Sunday, April 11, 2004

Author works to capture

life in hand-lettered book

By RON LARSEN

Journal Staff Writer

"Who on earth was

Mary Worth?"

NEW ULM -- Ward A. Bloedel has worked long hours for nearly three years to capture the essence of his life in a book.

The 45-year-old New Ulm resident has finally completed the task, but you won't be seeing the book anytime soon in book stores. That's because his is a one-of-a-kind book, not produced by a photo-mechanical printing process as virtually all books are created today.

Every word is printed by hand, his hand. Every cartoon is drawn and colored by hand. There are some pre-printed items in the book, but they are lost within the 504 ledger-sized pages that become the billboard of his inner-most thoughts and recollections.

Since the invention of the printing press in the 15th century, hand-lettered books have become virtually extinct as practitioners of the ancient art are few and far between.

Like the unanswered question about Mary Worth, many of the poems and the complete novel that occupies 31 ledger pages raise more questions than are ever answered in Bloedel's writings and cartoons.

Is there a common thread that runs through the myriad of writings and cartoons that defines the man and his purpose? "No," says Bloedel.

"There are so many poems, cartoons and stories that came out from me -- they're like an extension of myself -- and there are so many that it could be sometimes hard with this volume of work that I've written to pinpoint one thing that characterizes myself. (You need to consider) the work on the whole," Bloedel reflected.

His first literary work, completed in 1968, to find its way into his autobiographical compendium is a poem, "The Death of Apple." In it, he ascribes human feelings and characteristics to an apple that has fallen from a tree and lays moldering in the grass surrounded by its siblings.
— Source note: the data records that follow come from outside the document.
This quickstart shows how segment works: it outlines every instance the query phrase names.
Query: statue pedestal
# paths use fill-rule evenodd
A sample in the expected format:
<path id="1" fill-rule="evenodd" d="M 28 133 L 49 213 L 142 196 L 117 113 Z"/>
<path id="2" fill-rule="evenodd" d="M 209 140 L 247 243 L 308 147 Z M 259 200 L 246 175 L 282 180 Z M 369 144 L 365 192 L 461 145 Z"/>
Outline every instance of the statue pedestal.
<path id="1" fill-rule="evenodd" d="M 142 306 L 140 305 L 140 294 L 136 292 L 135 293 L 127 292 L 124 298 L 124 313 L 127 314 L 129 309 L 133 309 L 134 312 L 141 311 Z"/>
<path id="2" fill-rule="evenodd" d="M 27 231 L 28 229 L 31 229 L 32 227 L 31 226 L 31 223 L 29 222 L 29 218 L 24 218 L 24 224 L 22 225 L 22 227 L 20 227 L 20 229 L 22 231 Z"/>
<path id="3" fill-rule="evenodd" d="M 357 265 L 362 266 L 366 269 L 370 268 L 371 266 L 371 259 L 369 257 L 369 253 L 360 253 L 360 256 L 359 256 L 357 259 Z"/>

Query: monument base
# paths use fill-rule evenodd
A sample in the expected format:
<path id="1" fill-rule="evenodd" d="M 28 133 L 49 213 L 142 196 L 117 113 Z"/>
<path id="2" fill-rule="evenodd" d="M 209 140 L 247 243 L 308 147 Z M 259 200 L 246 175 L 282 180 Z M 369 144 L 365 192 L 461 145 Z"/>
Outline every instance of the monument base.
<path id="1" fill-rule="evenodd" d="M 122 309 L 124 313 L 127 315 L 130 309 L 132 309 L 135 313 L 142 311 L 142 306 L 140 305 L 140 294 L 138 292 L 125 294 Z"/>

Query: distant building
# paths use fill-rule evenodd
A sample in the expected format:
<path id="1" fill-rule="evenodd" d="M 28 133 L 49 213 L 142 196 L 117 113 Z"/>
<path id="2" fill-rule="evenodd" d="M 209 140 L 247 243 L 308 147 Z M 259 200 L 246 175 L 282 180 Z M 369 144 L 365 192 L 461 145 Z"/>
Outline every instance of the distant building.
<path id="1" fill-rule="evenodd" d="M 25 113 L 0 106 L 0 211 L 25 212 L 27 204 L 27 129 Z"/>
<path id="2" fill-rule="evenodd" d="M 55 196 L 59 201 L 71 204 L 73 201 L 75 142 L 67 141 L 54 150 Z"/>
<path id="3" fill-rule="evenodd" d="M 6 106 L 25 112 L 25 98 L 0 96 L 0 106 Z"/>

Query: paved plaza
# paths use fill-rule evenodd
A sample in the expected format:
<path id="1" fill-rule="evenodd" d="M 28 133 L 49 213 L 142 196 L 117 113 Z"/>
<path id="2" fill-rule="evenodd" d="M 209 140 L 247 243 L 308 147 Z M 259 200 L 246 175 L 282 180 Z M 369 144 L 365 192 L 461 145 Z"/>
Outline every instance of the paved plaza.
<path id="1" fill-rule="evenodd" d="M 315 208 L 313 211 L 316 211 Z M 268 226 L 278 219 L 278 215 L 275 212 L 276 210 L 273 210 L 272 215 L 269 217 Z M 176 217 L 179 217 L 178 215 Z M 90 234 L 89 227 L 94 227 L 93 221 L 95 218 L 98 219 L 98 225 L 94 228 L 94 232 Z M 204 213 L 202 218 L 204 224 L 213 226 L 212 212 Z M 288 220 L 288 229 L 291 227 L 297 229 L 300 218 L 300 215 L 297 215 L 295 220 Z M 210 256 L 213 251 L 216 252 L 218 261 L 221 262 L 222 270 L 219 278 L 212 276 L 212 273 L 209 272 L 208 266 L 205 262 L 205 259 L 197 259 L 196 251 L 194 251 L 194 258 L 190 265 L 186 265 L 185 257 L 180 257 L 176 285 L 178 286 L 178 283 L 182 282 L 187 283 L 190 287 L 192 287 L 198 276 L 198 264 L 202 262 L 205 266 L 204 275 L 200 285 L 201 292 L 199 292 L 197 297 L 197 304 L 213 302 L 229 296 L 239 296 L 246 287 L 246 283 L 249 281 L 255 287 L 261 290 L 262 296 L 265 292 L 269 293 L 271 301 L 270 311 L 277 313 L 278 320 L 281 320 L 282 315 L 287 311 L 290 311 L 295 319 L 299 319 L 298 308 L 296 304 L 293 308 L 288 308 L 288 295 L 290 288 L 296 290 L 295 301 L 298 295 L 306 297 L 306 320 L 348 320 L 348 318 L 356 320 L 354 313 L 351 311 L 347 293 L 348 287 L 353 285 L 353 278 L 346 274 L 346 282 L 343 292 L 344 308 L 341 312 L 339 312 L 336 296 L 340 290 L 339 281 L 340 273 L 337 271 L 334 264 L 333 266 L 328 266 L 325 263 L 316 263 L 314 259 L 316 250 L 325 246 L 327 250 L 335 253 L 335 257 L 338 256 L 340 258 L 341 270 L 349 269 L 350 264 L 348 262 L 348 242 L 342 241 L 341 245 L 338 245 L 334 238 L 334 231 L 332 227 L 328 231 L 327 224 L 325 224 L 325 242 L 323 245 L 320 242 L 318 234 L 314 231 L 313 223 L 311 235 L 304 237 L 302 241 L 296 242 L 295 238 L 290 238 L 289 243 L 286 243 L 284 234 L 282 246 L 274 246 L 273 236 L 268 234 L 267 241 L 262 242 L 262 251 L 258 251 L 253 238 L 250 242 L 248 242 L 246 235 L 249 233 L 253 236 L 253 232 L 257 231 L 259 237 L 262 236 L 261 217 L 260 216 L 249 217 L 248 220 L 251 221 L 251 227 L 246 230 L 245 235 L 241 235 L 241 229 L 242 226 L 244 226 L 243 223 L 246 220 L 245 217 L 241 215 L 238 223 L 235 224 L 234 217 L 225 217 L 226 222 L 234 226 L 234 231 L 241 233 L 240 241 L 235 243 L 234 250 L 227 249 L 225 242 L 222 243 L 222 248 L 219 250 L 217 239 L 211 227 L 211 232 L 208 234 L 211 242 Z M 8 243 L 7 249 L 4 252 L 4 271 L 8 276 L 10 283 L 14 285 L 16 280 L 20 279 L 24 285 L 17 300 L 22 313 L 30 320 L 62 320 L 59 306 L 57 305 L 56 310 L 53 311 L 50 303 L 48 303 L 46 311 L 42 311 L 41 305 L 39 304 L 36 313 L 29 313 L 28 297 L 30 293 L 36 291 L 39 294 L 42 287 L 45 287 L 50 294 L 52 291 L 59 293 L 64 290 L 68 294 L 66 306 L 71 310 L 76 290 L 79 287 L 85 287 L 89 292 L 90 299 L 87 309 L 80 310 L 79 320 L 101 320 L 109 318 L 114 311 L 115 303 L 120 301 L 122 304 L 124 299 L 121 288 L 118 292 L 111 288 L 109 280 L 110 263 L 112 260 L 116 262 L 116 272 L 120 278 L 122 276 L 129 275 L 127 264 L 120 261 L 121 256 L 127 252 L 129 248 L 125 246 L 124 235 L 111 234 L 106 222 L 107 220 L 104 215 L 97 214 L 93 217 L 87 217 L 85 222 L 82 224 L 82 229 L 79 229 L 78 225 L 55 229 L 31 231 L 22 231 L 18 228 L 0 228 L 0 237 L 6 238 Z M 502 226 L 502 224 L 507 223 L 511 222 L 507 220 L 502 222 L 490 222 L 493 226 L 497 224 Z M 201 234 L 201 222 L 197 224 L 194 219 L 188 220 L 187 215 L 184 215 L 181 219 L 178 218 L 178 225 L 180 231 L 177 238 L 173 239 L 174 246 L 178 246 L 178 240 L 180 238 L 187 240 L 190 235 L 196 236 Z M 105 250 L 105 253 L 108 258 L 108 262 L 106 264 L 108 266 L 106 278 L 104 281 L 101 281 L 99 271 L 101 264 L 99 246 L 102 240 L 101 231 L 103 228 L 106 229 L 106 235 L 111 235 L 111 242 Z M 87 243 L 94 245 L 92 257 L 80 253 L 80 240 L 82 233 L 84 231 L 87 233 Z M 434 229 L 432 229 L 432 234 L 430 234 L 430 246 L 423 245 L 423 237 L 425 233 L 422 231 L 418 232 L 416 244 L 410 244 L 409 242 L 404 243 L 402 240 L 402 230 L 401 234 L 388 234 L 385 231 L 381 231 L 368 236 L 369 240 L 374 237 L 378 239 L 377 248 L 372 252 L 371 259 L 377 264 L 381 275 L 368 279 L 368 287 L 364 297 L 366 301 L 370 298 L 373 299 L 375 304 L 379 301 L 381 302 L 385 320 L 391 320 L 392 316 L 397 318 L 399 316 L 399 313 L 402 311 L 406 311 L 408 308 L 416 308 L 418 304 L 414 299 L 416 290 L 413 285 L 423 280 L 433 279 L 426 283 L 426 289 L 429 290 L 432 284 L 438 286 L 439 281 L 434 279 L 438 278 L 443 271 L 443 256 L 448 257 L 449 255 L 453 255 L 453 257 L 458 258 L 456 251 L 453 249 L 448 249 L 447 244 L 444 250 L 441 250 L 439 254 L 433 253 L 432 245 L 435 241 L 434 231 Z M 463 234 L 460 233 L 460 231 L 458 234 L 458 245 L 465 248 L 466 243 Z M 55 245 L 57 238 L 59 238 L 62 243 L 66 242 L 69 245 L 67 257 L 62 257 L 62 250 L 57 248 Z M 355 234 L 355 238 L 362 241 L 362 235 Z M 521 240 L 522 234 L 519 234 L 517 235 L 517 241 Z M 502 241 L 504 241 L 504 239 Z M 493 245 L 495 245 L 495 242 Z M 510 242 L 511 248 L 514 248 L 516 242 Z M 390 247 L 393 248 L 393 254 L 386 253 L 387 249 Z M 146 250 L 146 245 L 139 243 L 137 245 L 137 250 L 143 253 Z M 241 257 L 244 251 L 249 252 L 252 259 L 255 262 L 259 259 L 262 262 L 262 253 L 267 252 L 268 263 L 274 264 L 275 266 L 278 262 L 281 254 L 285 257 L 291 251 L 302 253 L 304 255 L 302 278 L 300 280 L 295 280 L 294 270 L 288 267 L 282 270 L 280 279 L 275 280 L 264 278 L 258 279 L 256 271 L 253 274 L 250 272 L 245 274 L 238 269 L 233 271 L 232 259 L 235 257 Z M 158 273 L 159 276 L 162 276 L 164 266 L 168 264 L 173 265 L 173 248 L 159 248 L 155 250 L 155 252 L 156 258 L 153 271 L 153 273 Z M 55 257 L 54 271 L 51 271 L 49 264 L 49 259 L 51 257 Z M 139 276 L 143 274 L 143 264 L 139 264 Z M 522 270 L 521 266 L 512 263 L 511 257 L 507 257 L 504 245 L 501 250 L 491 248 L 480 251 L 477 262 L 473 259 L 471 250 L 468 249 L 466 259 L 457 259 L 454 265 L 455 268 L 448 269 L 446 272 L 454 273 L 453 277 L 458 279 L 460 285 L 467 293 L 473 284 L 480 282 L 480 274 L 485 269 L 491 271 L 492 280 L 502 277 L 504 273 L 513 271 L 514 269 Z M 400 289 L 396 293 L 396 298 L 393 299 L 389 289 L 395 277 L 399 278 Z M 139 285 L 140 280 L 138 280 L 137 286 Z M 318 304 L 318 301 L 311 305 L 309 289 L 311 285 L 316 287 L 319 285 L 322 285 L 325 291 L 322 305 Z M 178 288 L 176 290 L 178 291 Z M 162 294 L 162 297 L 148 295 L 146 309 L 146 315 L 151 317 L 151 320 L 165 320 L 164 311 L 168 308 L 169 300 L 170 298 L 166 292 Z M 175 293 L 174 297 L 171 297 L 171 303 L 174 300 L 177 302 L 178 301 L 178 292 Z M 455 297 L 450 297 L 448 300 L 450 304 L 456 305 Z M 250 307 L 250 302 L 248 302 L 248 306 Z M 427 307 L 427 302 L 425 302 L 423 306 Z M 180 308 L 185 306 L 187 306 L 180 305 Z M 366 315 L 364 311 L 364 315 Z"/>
"It's rather morbid, too. My first poems were basically poems that dealt with the dark things like death, sorrow -- you know -- really traumatic stuff."

Bloedel said his latent morbidity really was exposed in 1968 when, at the age of 10, he became fascinated with the poems of Edgar Allan Poe, author of "The Raven," ("quoth the Raven, nevermore").

"Reading about his life, and the kind of works that he did. Also, seeing scary stuff on television and hearing about things in real life kind of fed my fantasies and my thoughts so it would be certain that the first poems were going to end up this way," Bloedel explained.

It didn't help, either, that Bloedel's family had just moved into a house that apparently had its own dark past.

"The house we were living in Fairmont at that time was reputed to be haunted. Certain people in the neighborhood had said something to the effect that it was haunted by the spirit of the old guy that previously lived there."

If there is an apparent central thread to Bloedel's imaginative but dark view on life, it is the apple which reappears in 1977 as the "Poor Apple," and as a cartoon character, as in Jug and Apple in "A drench of blood," and the "Jug and Apple Chronicles."

Also making multiple appearances along the way in Bloedel's journey into his imagination is Mother Mad in "Mother Mad and Mouse" and Mother Mad's successor, Mother Madkin.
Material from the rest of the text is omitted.